If you do not want to jailbreak your phone, you still have a few options. Morse2Text by HotPaw Productions does what it promises. It has straight key and iambic modes. At first I used the straight key, but have since begun to love the iambic mode. I enjoyed using an iambic keyer in my ham radio days. It works exactly as I’d expect. Just write the message in code. You have to turn VoiceOver off first, so set up your triple-click home to do that if you haven’t. While writing, you can swipe in the text field above the keying pad to the left to erase a character and to the right to insert a space. I turned off the option to suppress spaces because it would mess with my head too much, knowing the rhythm. Still, some will like it. The app outputs its letters in lowercase, so after you write your message you can always go back and clean it up. By the way, the buttons don’t have proper labels yet, so the “email edit” button lets you do things to the text, such as clearing it or copying it to your clipboard. You can also edit it with the on-screen keyboard to clean it up right in the program. Wonderful.

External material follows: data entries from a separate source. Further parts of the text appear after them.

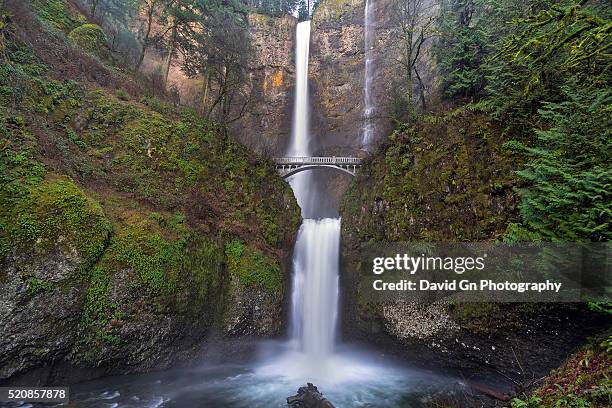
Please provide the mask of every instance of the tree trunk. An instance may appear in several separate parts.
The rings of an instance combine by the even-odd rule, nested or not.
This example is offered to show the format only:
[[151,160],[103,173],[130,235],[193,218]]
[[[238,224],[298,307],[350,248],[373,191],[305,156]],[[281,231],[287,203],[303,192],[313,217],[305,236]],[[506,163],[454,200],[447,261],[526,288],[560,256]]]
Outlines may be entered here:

Since I wrote this article, Morse-It has also become accessible with VoiceOver. It offers the same features as Morse2Text and more. It has some great features to help you learn code as well. I would like to thank the developer for taking an interest in accessibility. I also want to thank the people on the viPhone mailing list.

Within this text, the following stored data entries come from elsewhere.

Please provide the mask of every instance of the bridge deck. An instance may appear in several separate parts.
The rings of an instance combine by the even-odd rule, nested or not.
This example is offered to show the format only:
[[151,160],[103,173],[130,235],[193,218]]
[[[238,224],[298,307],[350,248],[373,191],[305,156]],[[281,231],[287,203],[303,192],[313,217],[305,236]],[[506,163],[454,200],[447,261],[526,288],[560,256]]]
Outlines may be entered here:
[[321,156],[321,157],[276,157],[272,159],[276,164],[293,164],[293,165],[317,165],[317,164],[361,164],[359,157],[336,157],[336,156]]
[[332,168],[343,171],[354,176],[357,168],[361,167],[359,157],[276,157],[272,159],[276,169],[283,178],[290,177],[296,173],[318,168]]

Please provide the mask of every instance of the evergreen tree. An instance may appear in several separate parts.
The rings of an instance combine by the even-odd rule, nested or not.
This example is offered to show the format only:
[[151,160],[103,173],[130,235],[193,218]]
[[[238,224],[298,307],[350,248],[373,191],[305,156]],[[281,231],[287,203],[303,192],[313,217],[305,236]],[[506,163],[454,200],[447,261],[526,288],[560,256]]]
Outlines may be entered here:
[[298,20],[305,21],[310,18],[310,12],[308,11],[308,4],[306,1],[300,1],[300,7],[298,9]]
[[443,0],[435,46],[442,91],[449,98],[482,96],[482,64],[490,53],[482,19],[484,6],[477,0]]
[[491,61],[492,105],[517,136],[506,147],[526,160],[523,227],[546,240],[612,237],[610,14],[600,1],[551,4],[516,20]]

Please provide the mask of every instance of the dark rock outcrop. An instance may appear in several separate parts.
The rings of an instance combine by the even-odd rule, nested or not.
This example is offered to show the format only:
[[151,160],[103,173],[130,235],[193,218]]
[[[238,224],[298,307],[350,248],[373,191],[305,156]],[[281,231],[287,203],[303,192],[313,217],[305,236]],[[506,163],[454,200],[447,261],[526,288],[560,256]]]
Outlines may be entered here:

I really enjoy coding instead of texting. As said, it takes some practice. I still find myself editing and cleaning up, and admittedly at this initial stage it can take me longer to send the message than with typing, but I see that changing with practice. I just need to get back into the rhythm. It offers a much more efficient way to input text. What hath Goddess wrought! By the way, that parodies the first message sent by Samuel Morse over telegraph: What hath God wrought! It turns out this comes from the Bible, specifically Numbers 23:23. Since Discordians consider 23 a sacred number, surely this seems like a sign from Goddess Herself to further investigate this idea.
My trusty and dusty Kenwood TS440E sits on a table in an unused room. My Kenwood triband HT sits uncharged nearby just in case. It does also work as a scanner. I suppose I should get someone to put up an antenna for the HF rig. I suppose I should also invest in a new keyer, as my iambic keyer fell apart years ago. Still, I feel scared to go back on air, due to my past bad experiences. Whatever, I won’t worry about it. I can type with morse code on my iPhone! I even have the Echolink app on my iPhone in case I really do want to take the plunge. I probably won’t. Why bother? I’ll probably only start caring about amateur radio again when they start trying to regulate the internet and – oh wait! I guess I’d better get back on air.

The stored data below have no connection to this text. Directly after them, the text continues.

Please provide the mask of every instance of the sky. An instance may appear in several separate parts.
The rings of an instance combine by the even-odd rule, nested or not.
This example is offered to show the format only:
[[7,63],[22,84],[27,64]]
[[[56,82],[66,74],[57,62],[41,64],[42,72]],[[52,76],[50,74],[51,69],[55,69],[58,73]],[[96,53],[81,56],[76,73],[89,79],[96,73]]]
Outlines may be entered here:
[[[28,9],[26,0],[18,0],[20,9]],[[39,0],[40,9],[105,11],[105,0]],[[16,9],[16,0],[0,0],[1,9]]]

Now that I think about it, I had a lot of fun with ham radio. I talked all over the country and the world. I heard lots of cool sounds and languages. I went to some great radio camps. It also got me in the habit of not using profanity while on air, guarding myself and watching the words coming out of my mouth. This has paid off when doing internet broadcasts. In a way I feel sad I got out of ham radio, but given what happened I do not regret my decision or my choices since. However, I think the time has come to bring things full circle. I have loved radios as long as I can remember.